Monday, October 13, 2014

Small Talk With A Homeless Dude

... is pretty tough.

Yesterday, my wife and I were having lunch after Mass on an outdoor patio at a local Mexican place. We saw a homeless fellow walk by, take a look in the trash and then wander around. My wife got up and offered to buy him lunch. He sat down at the table next to ours while she went inside to order. It was then that I realized how hard it was to chat with him.

His name was Dwight. Dwight looked like he'd spent the night in the bushes. He was pretty baked as well, only marginally able to hold a conversation. Beer or cheap wine was my guess. We talked about the weather and he told me about the ocean temperature and what that meant and I asked if he was from San Diego and he pointed in the direction of where he was born.

And then the conversation stopped.

What do you ask? Where do you live? How are things in the bushes? What's the foraging like these days?

After an awkward silence, I asked if he'd lived anywhere else. That was a good line as it gave him his chance to spin a yarn about having traveled the world. He was pretty drunk or maybe his brain had been fried from bouts of drinking, so his speech was difficult to understand. I was able to pick out the word "Shanghai" and that led me to ask if he'd been in the Navy. Jackpot again. He launched into another unintelligible story about serving on the Enterprise and something or other. It wasn't important that the stories were true or even whether or not I understood them, it was just a chance to show him some affection.

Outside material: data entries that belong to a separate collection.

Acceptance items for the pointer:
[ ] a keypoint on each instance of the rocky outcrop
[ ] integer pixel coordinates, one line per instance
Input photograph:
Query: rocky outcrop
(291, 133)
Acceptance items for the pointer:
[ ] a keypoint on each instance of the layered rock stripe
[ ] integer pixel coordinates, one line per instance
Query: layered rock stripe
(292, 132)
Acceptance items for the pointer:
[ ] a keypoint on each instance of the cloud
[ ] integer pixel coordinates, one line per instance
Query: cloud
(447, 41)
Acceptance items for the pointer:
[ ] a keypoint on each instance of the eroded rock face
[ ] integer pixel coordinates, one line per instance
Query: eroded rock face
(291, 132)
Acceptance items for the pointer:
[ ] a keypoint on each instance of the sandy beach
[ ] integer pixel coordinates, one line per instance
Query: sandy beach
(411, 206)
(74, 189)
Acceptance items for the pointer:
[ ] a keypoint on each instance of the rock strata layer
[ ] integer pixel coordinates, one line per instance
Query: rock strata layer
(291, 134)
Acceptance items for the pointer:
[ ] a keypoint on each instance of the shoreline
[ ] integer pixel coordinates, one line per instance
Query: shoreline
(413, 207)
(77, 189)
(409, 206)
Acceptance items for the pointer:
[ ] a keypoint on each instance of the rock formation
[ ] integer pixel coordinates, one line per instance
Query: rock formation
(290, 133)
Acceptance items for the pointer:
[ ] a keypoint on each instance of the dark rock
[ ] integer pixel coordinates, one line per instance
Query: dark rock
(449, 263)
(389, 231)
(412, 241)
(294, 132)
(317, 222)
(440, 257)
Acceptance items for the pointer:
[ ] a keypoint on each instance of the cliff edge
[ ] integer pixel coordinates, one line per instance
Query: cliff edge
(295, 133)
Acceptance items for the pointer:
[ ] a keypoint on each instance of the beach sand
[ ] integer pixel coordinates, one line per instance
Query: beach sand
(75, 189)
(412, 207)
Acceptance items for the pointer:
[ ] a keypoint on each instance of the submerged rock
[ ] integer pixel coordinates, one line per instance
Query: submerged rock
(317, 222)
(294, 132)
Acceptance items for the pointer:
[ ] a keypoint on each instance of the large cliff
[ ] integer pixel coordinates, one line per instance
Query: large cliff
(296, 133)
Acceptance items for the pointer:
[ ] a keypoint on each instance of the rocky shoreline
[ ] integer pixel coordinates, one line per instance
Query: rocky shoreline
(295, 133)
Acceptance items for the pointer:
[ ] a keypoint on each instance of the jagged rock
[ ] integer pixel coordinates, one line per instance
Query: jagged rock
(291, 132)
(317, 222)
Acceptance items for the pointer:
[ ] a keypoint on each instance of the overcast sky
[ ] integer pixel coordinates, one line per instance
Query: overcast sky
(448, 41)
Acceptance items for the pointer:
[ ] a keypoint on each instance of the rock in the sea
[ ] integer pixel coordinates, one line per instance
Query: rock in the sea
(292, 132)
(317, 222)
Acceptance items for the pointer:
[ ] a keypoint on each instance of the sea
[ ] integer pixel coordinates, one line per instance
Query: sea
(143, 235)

When I work downtown, the conversations start themselves. It's a customer-clerk relationship. The business end of the deal keeps the conversation going and everything flows from that. In this case, there was no such anchor and keeping it going was much, much harder.

We left Dwight with a hearty lunch and he was shoveling it into his mouth almost with the palms of his hands when we left. From the looks of things, he'd been drinking whatever money he had found and food had been cut from the budget.

I'm still not quite sure where I should have gone with our confab.

Here's a site with suggested conversation starters. It's decent, but I feel like I'd tried those. The housed-homeless cultural gap can be tough to bridge, I guess.

1 comment:

tim eisele said...

Well, I don't know if I'd notice much of a difference. I have a hard time making small talk with *anybody*.